If you think you or others deserve a tax break, feel free to elaborate why. Thanks.


----------



## andrewf (Mar 1, 2010)

I think it's the wrong question, but I'll see what other people think.

I'm going to go ahead and guess that everyone is going to want tax cuts for themselves and spending cuts on the programs everyone else likes.


----------



## Square Root (Jan 30, 2010)

Not sure what you hope to learn by this poll? More of a rhetorical question I think?


----------



## crazyjackcsa (Aug 8, 2010)

Dumb question.
I like pie. And we all know pie eaters deserve a tax reduction on the purchasing and creation of pie. Let them eat Pie!


----------



## financialnoob (Feb 26, 2011)

andrewf said:


> I think it's the wrong question, but I'll see what other people think.
> 
> I'm going to go ahead and guess that everyone is going to want tax cuts for themselves and spending cuts on the programs everyone else likes.


+1. Who wouldn't want more money? Especially in a forum focused on finances?


----------



## slacker (Mar 8, 2010)

Base on the posts I've seen recently, I'm not so sure it's so straight and clear. Plenty of people are saying that the middle class needs a tax break, others are saying the poor could use more breaks.

The question isn't who wants a tax reduction. The question is does our country function better if we modify the tax load distribution. We all stand to benefit with a stronger Canada.


----------



## sprocket1200 (Aug 21, 2009)

everyone. we just need to get rid of the debt, then everyone will be able to benefit from the interest expense that is freed up... free money!


----------



## OptsyEagle (Nov 29, 2009)

Seeing how we are in deficit, I don't think anyone should get a tax cut. What we need is a benefit reduction for the poor. You would be surprised at how many less of them we would have if we did that.

You don't solve poverty by giving away money, you create it.


----------



## twowheeled (Jan 15, 2011)

take away tax brackets, everyone should pay the same income tax. Raise GST/HST to compensate. Why should the people who work harder to earn more income be punished for it, while people flipping burgers get a break?


----------



## Plugging Along (Jan 3, 2011)

This poll doesn't really add any information in terms of how it's worded. Its based on your own personal reference point, and without stating what people like you means, it could mean everything, some with others. It implies that if when don't think people like ourselves, or other not like are selves should get the tax break, that everything is fine.

In terms of who deserves the taxes, it's too simplistic of a view to name one group or another. There are difference reasons to have different taxes. Depending on your point of view, each one has merit.

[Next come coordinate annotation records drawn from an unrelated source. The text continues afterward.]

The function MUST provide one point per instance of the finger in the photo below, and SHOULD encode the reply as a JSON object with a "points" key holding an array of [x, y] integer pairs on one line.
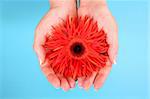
{"points": [[80, 81], [46, 69], [54, 80], [101, 77], [49, 73], [64, 84], [111, 29], [38, 42], [71, 82], [62, 3], [88, 3], [89, 81]]}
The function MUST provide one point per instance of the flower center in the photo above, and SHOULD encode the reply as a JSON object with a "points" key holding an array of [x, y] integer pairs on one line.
{"points": [[77, 49]]}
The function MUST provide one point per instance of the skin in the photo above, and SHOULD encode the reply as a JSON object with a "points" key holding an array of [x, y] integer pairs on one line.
{"points": [[59, 10]]}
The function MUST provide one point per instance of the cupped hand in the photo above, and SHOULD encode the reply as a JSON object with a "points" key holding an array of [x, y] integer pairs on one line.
{"points": [[58, 11], [99, 11]]}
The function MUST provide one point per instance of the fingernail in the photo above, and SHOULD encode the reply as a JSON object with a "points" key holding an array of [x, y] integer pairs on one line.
{"points": [[40, 61], [114, 61], [80, 84], [96, 89]]}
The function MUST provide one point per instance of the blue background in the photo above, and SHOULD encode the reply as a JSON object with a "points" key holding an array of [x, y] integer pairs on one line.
{"points": [[20, 74]]}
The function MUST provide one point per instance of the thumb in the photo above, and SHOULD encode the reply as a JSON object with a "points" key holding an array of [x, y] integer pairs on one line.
{"points": [[40, 53]]}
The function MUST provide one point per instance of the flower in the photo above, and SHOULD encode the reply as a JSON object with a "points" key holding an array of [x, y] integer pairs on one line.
{"points": [[76, 47]]}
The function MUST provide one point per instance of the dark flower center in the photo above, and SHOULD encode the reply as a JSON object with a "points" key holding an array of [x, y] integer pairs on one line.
{"points": [[77, 49]]}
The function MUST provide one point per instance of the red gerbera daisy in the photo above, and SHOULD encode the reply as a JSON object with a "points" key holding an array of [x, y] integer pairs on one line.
{"points": [[76, 47]]}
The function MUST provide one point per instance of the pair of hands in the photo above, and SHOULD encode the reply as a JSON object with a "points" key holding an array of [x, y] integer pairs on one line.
{"points": [[60, 9]]}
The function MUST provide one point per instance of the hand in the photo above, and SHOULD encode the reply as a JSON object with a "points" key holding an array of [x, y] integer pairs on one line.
{"points": [[100, 12], [59, 10]]}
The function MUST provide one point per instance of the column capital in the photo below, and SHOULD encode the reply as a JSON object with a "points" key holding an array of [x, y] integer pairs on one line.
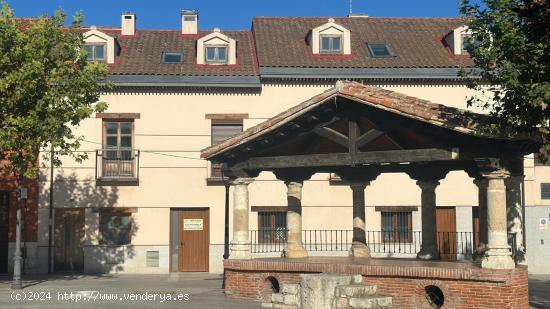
{"points": [[359, 185], [514, 180], [495, 174], [241, 181], [481, 183], [428, 185]]}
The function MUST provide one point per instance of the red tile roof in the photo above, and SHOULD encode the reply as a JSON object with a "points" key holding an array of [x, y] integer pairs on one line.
{"points": [[415, 42], [141, 54], [436, 114]]}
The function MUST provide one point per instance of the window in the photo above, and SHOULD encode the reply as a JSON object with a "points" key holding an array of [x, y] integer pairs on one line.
{"points": [[216, 54], [271, 226], [118, 153], [466, 40], [545, 191], [115, 228], [172, 57], [539, 157], [397, 226], [95, 52], [331, 44], [222, 130], [379, 50]]}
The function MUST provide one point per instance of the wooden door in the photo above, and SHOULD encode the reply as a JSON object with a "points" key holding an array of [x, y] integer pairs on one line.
{"points": [[69, 238], [446, 232], [194, 236], [4, 229]]}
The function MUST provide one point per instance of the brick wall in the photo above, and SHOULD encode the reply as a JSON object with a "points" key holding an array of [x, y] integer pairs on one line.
{"points": [[463, 285]]}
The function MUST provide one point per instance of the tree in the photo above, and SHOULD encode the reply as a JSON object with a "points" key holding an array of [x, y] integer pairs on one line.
{"points": [[46, 89], [510, 43]]}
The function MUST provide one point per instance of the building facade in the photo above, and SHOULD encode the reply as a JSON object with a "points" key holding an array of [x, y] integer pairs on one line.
{"points": [[145, 202]]}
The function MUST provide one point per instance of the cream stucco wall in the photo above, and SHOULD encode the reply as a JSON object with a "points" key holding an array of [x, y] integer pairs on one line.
{"points": [[172, 130]]}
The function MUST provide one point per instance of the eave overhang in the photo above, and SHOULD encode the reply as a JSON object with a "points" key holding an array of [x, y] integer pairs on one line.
{"points": [[185, 81], [365, 73]]}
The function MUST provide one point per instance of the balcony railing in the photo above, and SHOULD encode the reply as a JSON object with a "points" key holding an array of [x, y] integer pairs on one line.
{"points": [[451, 245], [117, 164]]}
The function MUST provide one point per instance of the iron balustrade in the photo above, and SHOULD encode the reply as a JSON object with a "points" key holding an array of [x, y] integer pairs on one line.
{"points": [[451, 245], [117, 164]]}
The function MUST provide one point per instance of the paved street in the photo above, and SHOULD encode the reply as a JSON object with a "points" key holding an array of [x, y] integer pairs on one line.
{"points": [[203, 291]]}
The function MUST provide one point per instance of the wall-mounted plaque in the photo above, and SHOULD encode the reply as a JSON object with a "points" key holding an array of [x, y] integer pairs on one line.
{"points": [[193, 224]]}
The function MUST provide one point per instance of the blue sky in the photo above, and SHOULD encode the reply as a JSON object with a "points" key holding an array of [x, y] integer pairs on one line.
{"points": [[228, 14]]}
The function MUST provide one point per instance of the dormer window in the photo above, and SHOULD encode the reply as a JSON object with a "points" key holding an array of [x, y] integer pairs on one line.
{"points": [[95, 52], [330, 38], [459, 40], [467, 40], [331, 44], [379, 50], [172, 57], [216, 48], [216, 54], [99, 46]]}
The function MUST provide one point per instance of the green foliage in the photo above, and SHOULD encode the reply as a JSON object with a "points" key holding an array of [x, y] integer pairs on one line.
{"points": [[510, 43], [46, 89]]}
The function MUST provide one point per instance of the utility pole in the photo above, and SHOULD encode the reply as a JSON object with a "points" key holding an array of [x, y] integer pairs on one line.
{"points": [[21, 195], [50, 215]]}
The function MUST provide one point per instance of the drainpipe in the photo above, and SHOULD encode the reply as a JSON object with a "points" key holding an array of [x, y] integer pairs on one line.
{"points": [[50, 215], [226, 224], [523, 215]]}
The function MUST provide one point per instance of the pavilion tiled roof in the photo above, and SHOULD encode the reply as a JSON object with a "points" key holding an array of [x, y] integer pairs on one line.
{"points": [[141, 54], [436, 114], [415, 42]]}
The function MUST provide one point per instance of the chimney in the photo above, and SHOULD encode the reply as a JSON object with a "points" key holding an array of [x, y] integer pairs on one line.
{"points": [[189, 21], [128, 24]]}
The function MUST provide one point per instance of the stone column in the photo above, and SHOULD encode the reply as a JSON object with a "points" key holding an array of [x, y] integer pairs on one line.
{"points": [[428, 250], [482, 184], [359, 247], [240, 245], [497, 255], [515, 215], [295, 247]]}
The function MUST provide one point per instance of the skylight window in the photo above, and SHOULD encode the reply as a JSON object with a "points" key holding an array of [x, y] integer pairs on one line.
{"points": [[331, 44], [379, 50], [172, 57]]}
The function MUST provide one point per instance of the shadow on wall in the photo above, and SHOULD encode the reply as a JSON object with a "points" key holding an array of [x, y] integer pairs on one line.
{"points": [[91, 234]]}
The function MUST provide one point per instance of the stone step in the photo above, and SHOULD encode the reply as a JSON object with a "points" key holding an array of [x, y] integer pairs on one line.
{"points": [[356, 290], [278, 306], [371, 302]]}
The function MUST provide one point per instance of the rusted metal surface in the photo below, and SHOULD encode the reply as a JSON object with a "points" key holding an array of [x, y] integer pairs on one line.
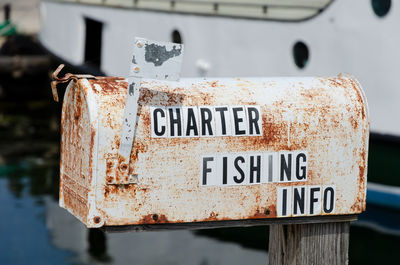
{"points": [[150, 59], [67, 78], [326, 117]]}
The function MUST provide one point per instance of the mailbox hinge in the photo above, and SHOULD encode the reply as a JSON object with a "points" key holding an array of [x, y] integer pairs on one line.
{"points": [[150, 60]]}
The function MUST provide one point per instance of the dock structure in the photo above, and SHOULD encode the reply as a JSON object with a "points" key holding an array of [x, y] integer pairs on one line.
{"points": [[24, 14]]}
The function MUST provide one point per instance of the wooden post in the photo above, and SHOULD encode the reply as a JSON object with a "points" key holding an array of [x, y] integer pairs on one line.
{"points": [[325, 243]]}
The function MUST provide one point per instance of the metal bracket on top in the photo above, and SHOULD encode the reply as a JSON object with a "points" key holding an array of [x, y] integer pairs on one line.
{"points": [[152, 60]]}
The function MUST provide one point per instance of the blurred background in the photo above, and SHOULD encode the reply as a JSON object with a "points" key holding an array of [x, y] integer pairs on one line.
{"points": [[222, 38]]}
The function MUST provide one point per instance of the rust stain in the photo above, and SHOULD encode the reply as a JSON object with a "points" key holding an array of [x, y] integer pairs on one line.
{"points": [[154, 219]]}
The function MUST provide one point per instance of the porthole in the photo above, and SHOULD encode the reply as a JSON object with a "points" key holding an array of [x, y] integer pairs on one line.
{"points": [[381, 7], [176, 37], [300, 54]]}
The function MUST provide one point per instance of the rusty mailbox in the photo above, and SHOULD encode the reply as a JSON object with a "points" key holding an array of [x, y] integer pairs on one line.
{"points": [[215, 151]]}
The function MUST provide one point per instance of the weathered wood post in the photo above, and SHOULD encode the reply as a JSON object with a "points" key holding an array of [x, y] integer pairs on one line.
{"points": [[323, 243], [151, 152]]}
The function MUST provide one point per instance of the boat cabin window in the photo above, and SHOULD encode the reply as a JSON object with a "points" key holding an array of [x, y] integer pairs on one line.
{"points": [[300, 54], [381, 7], [176, 37], [94, 30]]}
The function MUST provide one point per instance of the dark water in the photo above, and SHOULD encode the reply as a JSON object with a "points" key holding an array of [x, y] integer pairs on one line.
{"points": [[35, 230]]}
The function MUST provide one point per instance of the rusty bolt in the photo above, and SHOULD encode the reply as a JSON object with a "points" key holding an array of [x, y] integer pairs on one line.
{"points": [[133, 178], [123, 167], [96, 219], [155, 217]]}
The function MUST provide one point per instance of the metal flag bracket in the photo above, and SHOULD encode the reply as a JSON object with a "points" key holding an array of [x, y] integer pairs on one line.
{"points": [[150, 60]]}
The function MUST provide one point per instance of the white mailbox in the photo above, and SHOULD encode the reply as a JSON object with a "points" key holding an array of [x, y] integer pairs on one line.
{"points": [[215, 151]]}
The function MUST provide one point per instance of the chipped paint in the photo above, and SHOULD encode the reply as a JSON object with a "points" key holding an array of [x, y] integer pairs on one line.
{"points": [[158, 54], [328, 117]]}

Sure give it to the poor as they 'need' it the most. Or don't as it keeps a vicious cycle of poverty going. 

Take it from the rich because they can 'afford' it, or give them a break because they are the backbone to the funding, and if you dont throw them a bone every so often, they may just ticked off, and leave. 

Everyone wants full services, but no one wants to pay for them. If you do it through govt, then tax hikes bring screaming, but reduction of service does too. Then let's go to how about those who want to pay for their own health care (ei. Privatization of healthcare, private schools), then you start screaming the only the rich will get care. What is the point of having money, when you're constantly paying for everyone else that doesn't have as much. 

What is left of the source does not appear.